The Northside (Taobh Ó Thuaidh) is an informal but commonly used term to describe the part of the city of Dublin that lies to the north of the River Liffey, and extending into part of North County Dublin. The part outside the city is within the county of Fingal, a local government area established in 1994. While it is sometimes regarded as less wealthy than the city's Southside, the Northside was originally the home of the city's upper classes and the more privileged of the two. Today, some of the wealthiest areas in Ireland, such as Malahide, Howth, Clontarf, and Castleknock, lie north of the river.

== Definition ==
Not being an administrative area, the Northside is variously defined. It generally includes those parts of Dublin city that lie north of the River Liffey. County Dublin settlements north of the M50 motorway, such as Swords and Malahide, which have developed into suburbs of Dublin city, are usually included.

==Popular culture==
James Joyce set several of the Dubliners stories on the Northside, reflecting his childhood sojourns in Drumcondra and Fairview. Among the more recent best-selling writers to have written extensively about the Northside are Dermot Bolger and Booker Prize winner Roddy Doyle, who set several of his novels in the fictional Northside area of Barrytown.

The soap opera Fair City is set in Carrigstown, a fictional suburb within Dublin's Northside. According to the RTÉ Guide, Carrigstown is bounded by Drumcondra to the north, the city centre to the south, East Wall to the east and Phibsboro to the west.

== Areas of the Northside ==
The Northside includes Dublin city centre north of the Liffey, of whose many streets some are noted below, and districts such as Smithfield and Summerhill. Some older districts, such as Oxmantown, no longer exist. Beyond the centre, areas of the Northside include those listed below, most (at least two names were invented in the 1960s) of the names being of long heritage, though until recently many were rural townlands.
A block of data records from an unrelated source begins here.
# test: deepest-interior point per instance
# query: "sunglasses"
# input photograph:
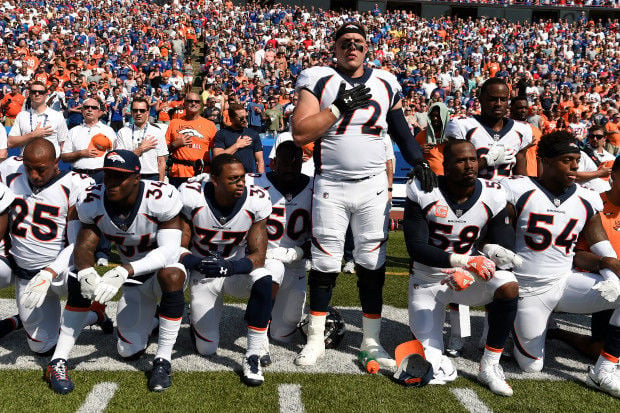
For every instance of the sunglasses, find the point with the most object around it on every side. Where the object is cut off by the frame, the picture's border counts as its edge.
(346, 45)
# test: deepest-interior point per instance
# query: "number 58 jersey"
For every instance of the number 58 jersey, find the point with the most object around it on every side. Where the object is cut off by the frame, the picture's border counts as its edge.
(134, 234)
(288, 225)
(353, 147)
(222, 232)
(452, 227)
(547, 228)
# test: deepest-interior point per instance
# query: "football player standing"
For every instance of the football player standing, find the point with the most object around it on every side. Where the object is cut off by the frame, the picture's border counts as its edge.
(142, 219)
(346, 111)
(443, 233)
(550, 212)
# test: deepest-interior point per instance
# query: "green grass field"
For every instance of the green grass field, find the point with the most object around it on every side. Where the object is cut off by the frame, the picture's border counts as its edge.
(222, 391)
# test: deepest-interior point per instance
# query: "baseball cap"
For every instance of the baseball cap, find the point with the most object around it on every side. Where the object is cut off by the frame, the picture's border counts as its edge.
(122, 160)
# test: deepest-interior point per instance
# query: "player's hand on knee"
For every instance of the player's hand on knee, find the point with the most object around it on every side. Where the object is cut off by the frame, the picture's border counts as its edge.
(481, 266)
(352, 99)
(609, 288)
(424, 174)
(502, 257)
(36, 289)
(110, 283)
(285, 255)
(458, 279)
(89, 280)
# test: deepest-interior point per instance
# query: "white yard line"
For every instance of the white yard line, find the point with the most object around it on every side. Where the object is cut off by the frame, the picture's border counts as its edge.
(470, 401)
(290, 398)
(98, 398)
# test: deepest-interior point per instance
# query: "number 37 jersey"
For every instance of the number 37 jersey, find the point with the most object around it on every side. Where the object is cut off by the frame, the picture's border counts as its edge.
(353, 147)
(547, 228)
(455, 228)
(223, 232)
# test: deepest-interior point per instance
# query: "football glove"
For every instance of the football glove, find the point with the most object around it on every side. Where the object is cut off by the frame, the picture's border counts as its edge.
(36, 289)
(424, 174)
(609, 288)
(352, 99)
(285, 255)
(502, 257)
(458, 279)
(89, 279)
(110, 283)
(499, 155)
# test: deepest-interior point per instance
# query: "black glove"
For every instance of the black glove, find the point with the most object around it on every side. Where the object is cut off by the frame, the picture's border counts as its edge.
(349, 100)
(214, 267)
(424, 174)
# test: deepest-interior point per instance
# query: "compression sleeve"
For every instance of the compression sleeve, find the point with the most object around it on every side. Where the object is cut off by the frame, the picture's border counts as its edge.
(166, 253)
(415, 228)
(401, 134)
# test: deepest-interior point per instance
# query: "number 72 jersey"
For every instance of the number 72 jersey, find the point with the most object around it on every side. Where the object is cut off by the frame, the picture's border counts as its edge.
(547, 228)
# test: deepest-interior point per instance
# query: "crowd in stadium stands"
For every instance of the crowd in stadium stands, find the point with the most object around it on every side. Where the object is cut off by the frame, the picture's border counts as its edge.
(115, 51)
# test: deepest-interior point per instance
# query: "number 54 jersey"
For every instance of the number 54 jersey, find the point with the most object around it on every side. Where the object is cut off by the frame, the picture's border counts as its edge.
(135, 234)
(452, 227)
(547, 228)
(223, 232)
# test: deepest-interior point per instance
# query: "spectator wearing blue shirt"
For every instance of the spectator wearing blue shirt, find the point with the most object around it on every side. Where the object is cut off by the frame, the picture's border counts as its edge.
(240, 141)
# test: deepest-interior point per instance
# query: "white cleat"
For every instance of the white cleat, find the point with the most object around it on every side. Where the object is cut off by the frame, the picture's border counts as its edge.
(446, 373)
(310, 354)
(493, 377)
(377, 352)
(605, 380)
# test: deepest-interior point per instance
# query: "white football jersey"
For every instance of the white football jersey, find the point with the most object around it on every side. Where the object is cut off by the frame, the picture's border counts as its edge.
(547, 228)
(135, 234)
(353, 147)
(455, 228)
(515, 135)
(289, 224)
(38, 218)
(211, 229)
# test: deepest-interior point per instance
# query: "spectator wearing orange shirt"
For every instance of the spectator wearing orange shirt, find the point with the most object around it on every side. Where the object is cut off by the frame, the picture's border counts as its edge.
(432, 138)
(189, 140)
(11, 104)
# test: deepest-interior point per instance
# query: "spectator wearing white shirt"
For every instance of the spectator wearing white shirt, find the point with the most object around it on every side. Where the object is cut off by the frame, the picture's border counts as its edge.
(87, 143)
(38, 120)
(146, 140)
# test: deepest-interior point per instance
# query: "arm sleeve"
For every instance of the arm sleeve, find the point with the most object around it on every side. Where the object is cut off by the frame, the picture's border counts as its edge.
(415, 228)
(401, 134)
(500, 231)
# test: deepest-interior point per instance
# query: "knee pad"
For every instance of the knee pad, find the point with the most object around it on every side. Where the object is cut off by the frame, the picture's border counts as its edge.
(258, 311)
(204, 346)
(322, 280)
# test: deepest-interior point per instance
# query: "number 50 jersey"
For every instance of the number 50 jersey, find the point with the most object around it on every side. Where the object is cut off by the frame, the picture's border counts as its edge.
(215, 231)
(547, 228)
(455, 228)
(353, 147)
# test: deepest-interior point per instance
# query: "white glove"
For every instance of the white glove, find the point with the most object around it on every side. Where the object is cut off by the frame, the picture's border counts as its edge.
(609, 288)
(89, 280)
(36, 289)
(499, 155)
(110, 284)
(503, 257)
(199, 178)
(285, 255)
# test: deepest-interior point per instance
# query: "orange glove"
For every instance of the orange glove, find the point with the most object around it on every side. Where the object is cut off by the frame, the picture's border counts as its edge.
(481, 266)
(458, 279)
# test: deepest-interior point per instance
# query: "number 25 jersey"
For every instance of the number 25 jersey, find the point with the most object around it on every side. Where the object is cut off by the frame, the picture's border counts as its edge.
(455, 228)
(547, 228)
(222, 232)
(353, 147)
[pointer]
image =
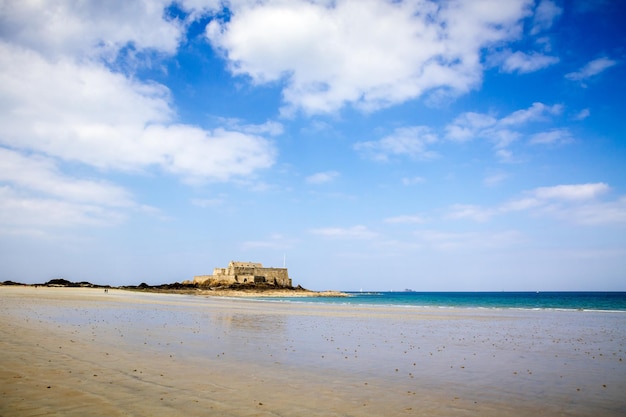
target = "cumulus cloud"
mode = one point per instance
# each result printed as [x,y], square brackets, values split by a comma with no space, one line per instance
[89,29]
[522,62]
[85,113]
[322,177]
[406,141]
[576,203]
[405,219]
[369,53]
[64,97]
[504,131]
[545,15]
[591,69]
[41,175]
[554,136]
[449,241]
[356,232]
Some are distinct suburbs or villages; others are parts of larger areas:

- Artane
- Arbour Hill
- Ashtown
- Balbriggan
- Ballybough
- Ballyboughal
- Baldoyle
- Balgriffin
- Ballygall
- Ballymun
- Bayside
- Beaumont
- Blanchardstown
- Broadstone
- Cabra
- Castleknock
- Clonee
- Clongriffin
- Clonsilla
- Clontarf
- Coolock
- Corduff
- Darndale
- Dollymount
- Donabate
- Donaghmede
- Donnycarney
- Drumcondra
- East Wall
- Fairview
- Finglas
- Glasnevin
- Grangegorman
- Harmonstown
- Howth
- Kilbarrack
- Killester
- Kilmore
- Kinsealy
- Malahide
- Marino
- Mulhuddart
- North Wall
- North Strand
- Ongar
- Oxmantown
- Phibsboro
- Portmarnock
- Priorswood
- Raheny
- Santry
- Sheriff Street
- Skerries
- Smithfield
- Stoneybatter
- Strawberry Beds
- Sutton
- Summerhill
- Swords
- Tyrrelstown
- Whitehall.

The area is administered both by Dublin City Council (formerly Dublin Corporation) and Fingal County Council, responsible for 84% and 16% respectively of the land area which lies inside the M50 motorway and north of the River Liffey (excluding the Howth peninsula).

== Postcodes ==

Traditionally, Dublin postal districts on the Northside begin with odd numbers, while those on the Southside begin with even numbers. For example, O'Connell Street is in Dublin 1, whereas the outer suburb of Ballymun is in Dublin 11. An exception is the Phoenix Park, which is on the Northside but is part of Dublin 8. The reason for this is explained by historian Pat Liddy: "Long before there were postal codes, the James's Street Postal Sorting Office looked after the Phoenix Park, because it was considered to be closer and more convenient than Phibsborough. James's Street continued in this role when the postal codes were introduced, so Dublin 8 it had to be."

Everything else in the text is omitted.